Born in Massachusetts in 1866, Anne Sullivan experienced much suffering in childhood. She became partially blind after contracting trachoma at five years old. Her mother passed away when Anne was eight, and two years later, her father abandoned his children. At that point, she was separated from her sister and sent to an almshouse with her brother, where he passed away just a few months later.
The almshouse was known for being overcrowded, unsanitary, and cruel. Anne desired to get out. But besides a brief period of living in a hospital, Anne spent about five years there before finally finding a way out. During an almshouse inspection in 1880, she persuaded the State Inspector of Charities to move her to the Perkins School for the Blind.
Anne was resilient, unmannered, had learned survival skills most students and teachers at the Perkins School for the Blind never experienced. She struggled to adjust at first. But as she found her way and her vision improved after successful surgeries, Anne graduated valedictorian of her class.

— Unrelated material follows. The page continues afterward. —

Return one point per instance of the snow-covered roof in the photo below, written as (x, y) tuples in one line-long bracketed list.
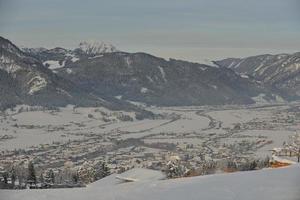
[(275, 184)]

After completing school, Anne was recommended for a position teaching Helen Keller. Helen’s father was seeking a teacher for his daughter, who was blind and deaf. Anne became a teacher to Helen and a governess, and for their almost fifty years of knowing one another, a dear friend.
As Helen would say, “The most important day I remember in all my life is the one on which my teacher, Anne Mansfield Sullivan, came to me. I am filled with wonder when I consider the immeasurable contrasts between the two lives which it connects. It was the third of March, 1887, three months before I was seven years old.”